Photo: Paul Quitoriano

On the other hand, the term Unicorn Food is also being used to refer to food that is not only aesthetic, but also packed with “magical” nutrients. The End in Williamsburg serves a blue Unicorn Latte, coloured with Blue Majik spirulina extract, also containing a tablespoon of maca root powder and a vanilla bean “insides scraped out”. Amanda Chantal Bacon has received international fame for her Moon Juice powders ($30 for 14 servings) which she describes as “a healing force, an etheric potion, a cosmic beacon for those seeking out beauty, wellness, and longevity”.

While on opposite sides of the health spectrum, both types of Unicorn Food weirdly can function as a reprieve from obsessive food culture. On one side, you’re given the opportunity to completely shirk all responsibility and consume contently in the name of childlike whimsy. On the other side, you’re given a food product that is supposedly so wholesome that it, by definition, defies reality.

In the book A Taste of Generation Yum: How the Millennial Generation’s Love for Organic Fare, Celebrity Chefs, and Microbrews Will Make or Break the Future of Food, author Eve Turow partially attributes our obsession with food to sensory deprivation. Our lives are so consumed by screens that we need something tangible. Food is a key that charms the senses while providing access to socialization and community.

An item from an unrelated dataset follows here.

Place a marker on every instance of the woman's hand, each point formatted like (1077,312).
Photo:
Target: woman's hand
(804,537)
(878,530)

It’s also worth mentioning that, maybe, Unicorn Food, in all shapes and sizes, is an extreme form of self-care. And society’s need to embrace “self-care” is very suspect. Why do we need to justify relaxation by giving it this label? Is it because we have become accustomed to striving so hard every day, feeling lost and impotent in a rapidly changing world, that we just need to “give up” for a few hours sometimes? In the last year or years, we’ve watched (in High Definition) so much— mass shootings, the Trump presidency, police brutality, World War III— spiral out of control.

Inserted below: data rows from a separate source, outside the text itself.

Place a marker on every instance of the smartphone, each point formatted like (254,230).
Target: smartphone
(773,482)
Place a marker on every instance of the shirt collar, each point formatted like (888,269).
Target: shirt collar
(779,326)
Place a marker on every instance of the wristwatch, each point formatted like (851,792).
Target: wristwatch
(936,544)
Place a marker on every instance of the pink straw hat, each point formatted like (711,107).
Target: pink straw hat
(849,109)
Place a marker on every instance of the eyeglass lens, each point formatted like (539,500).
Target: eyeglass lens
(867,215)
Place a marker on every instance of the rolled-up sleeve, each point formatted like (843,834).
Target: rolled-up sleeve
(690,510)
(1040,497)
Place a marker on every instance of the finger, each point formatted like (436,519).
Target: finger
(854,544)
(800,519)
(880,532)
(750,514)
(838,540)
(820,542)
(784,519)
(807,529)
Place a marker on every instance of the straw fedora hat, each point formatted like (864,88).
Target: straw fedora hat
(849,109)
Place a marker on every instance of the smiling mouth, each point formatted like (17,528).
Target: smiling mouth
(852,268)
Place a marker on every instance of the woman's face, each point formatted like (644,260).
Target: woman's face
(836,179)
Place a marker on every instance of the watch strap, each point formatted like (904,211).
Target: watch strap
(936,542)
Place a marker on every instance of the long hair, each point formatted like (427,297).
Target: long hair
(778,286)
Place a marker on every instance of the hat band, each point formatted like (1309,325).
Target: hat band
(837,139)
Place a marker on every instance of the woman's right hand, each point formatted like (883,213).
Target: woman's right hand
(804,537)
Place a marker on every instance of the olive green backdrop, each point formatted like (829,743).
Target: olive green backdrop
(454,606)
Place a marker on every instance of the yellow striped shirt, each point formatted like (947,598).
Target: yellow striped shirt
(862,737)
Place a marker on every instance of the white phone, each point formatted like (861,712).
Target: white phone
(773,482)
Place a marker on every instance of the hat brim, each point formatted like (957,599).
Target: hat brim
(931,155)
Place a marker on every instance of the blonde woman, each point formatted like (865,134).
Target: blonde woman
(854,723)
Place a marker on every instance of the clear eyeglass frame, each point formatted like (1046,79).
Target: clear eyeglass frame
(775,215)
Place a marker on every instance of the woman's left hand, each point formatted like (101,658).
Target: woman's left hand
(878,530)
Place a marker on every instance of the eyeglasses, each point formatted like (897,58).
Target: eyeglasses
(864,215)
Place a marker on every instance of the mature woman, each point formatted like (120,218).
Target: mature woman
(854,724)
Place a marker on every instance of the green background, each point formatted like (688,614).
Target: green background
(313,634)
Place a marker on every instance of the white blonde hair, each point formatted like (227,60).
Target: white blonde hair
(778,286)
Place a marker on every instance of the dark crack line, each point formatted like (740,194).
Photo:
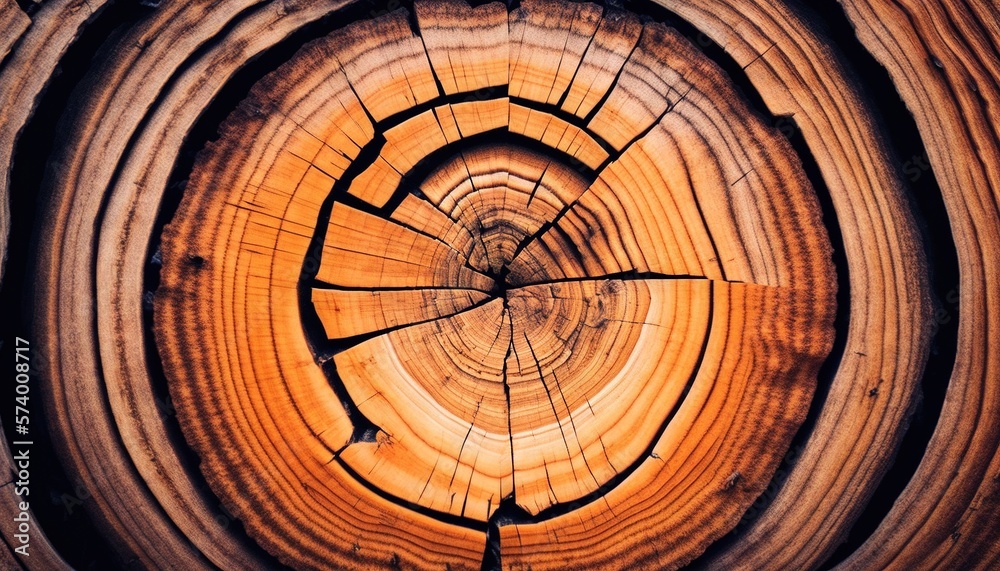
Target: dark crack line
(628,275)
(329,348)
(569,412)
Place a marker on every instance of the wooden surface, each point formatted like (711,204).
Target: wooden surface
(540,286)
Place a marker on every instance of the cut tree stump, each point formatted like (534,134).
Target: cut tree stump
(536,285)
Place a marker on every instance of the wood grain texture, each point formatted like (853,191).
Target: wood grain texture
(538,285)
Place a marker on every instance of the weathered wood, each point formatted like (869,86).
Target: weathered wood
(487,287)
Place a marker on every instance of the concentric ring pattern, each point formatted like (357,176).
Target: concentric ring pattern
(536,285)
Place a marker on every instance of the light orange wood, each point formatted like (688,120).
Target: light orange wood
(537,286)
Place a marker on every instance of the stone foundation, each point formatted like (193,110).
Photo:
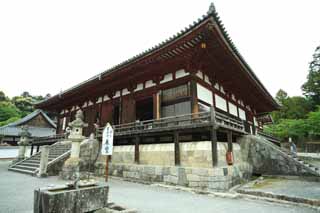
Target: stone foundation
(195,170)
(192,154)
(268,159)
(219,178)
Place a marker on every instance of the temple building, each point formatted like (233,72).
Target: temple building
(194,86)
(37,122)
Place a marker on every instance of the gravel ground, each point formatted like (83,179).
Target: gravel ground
(290,188)
(16,195)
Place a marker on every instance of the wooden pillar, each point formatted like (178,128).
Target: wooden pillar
(100,111)
(31,151)
(58,123)
(213,137)
(156,105)
(176,148)
(136,150)
(194,97)
(229,136)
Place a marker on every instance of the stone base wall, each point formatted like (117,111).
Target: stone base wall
(218,178)
(266,158)
(195,170)
(192,154)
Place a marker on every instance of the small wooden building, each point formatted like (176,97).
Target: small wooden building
(39,125)
(169,88)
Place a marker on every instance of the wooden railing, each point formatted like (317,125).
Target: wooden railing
(268,136)
(195,120)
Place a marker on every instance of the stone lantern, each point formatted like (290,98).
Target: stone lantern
(71,166)
(75,135)
(23,143)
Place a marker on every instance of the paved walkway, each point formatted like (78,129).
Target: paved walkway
(289,188)
(16,196)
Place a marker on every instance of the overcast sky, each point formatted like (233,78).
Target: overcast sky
(48,46)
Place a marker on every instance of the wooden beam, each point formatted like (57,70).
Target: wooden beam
(156,105)
(229,136)
(194,96)
(31,151)
(214,148)
(136,150)
(176,148)
(214,138)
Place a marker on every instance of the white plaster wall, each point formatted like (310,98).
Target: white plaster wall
(204,94)
(181,73)
(168,77)
(233,109)
(242,114)
(149,84)
(123,154)
(157,154)
(139,87)
(221,103)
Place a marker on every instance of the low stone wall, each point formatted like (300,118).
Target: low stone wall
(157,154)
(195,170)
(123,154)
(192,154)
(218,178)
(268,159)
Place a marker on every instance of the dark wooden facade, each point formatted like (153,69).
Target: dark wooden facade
(196,69)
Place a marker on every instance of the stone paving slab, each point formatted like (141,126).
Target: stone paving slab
(295,190)
(16,196)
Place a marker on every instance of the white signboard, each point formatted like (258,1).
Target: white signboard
(107,140)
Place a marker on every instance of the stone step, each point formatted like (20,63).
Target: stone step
(49,159)
(25,167)
(33,161)
(30,164)
(21,171)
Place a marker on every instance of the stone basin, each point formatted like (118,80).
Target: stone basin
(65,199)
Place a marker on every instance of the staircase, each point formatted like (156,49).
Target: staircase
(269,159)
(308,166)
(31,165)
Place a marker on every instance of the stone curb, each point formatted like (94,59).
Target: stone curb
(310,202)
(233,193)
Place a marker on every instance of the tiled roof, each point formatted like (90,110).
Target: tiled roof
(14,128)
(34,131)
(212,13)
(29,117)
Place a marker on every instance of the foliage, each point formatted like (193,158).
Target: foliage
(8,110)
(2,96)
(314,123)
(24,104)
(298,129)
(311,88)
(296,107)
(17,107)
(10,120)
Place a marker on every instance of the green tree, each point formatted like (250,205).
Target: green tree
(8,110)
(24,104)
(311,88)
(2,96)
(314,124)
(281,96)
(296,107)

Our obsession with highly personalized and “special” food ingredients is nothing if not a band-aid for the type of real, sustainable wellness that you can feel— not just taste and photograph. Face it, we need a little bit of “fun” and a frosty beige-coloured beverage + three inches of whipped cream just isn’t going to cut it anymore. It may soften the edges of reality but it’s certainly not solving anything.